The tax deadline for newly self-employed individuals to register for Self Assessment is looming large and new small business owners may need to register now to avoid potentially heavy financial penalties.

Failure for individuals who became self-employed during the 2016-17 tax year, which ended on 5 April 2017, to register by the Thursday 5 October cut-off date can lead to penalties imposed by HMRC. This can amount to up to 30 per cent of the tax which is owed, unless the tax is paid in full by the online tax return deadline of 31 January. Even if you have registered, you might want to take note that if you’re planning to submit a paper tax return, the 31 October deadline is also approaching.

Research conducted by Informi this year revealed that many small business owners struggle to meet deadlines imposed by the tax regulator, with nearly one in four telling us they have previously failed to submit their online tax returns in time, and seven per cent missing the 31 January deadline on multiple occasions.

The average fine for small business owners who missed this deadline was £284.56, but for one in seven late returners (13%), the penalty exceeded £500 and two per cent had to pay more than £800.

For those who have never had to complete one before, submitting your tax return can be a timely process and it’s better to get it done sooner rather than later, when your earnings and receipts are still close to hand.

The first step – of registering for Self Assessment – must be completed by October 5 if you were self-employed or earned additional income in the last tax year.

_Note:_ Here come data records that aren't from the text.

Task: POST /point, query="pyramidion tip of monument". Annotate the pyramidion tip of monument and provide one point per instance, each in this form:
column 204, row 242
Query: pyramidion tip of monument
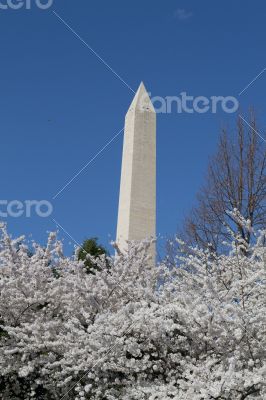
column 142, row 101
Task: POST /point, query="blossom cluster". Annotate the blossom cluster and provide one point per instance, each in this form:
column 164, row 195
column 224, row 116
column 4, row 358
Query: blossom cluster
column 132, row 331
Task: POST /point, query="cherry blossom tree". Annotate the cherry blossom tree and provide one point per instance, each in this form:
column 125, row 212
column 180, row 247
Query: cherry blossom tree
column 132, row 331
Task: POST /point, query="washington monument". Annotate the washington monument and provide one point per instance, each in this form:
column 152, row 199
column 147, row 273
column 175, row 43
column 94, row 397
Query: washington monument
column 137, row 201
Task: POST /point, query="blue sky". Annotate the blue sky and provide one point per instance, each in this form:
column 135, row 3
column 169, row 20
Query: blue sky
column 60, row 104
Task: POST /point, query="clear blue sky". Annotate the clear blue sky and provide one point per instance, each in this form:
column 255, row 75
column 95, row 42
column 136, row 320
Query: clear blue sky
column 60, row 104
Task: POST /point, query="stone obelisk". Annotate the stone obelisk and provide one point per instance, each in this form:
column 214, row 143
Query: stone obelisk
column 137, row 201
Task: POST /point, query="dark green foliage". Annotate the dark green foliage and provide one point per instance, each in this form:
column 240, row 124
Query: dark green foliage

This is a fairly simple step, with HMRC providing you with a Unique Tax Reference (UTR) number with which you will be able to complete the Self Assessment process.

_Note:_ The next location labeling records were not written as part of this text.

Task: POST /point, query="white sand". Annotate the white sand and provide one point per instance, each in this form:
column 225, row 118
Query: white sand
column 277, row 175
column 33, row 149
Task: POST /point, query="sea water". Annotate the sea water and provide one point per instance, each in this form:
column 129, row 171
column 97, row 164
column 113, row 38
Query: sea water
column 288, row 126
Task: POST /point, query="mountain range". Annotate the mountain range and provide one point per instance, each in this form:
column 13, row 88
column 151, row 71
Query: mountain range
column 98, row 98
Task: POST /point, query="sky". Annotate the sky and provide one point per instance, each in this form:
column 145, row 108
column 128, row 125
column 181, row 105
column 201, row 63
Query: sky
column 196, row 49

Missing this deadline isn’t the end of the world, but with many small businesses being cash-poor, especially in their early stages, it’s a shame to waste money by failing to register in time. This guide to completing your Self Assessment form should be of help.

Earlier this year, HMRC reported that 840,000 people – around seven per cent of those required to file tax returns – failed to meet the deadline, netting the government an immediate £84 million in fines on 1 February 2017, not including additional fines accruing from that date onwards.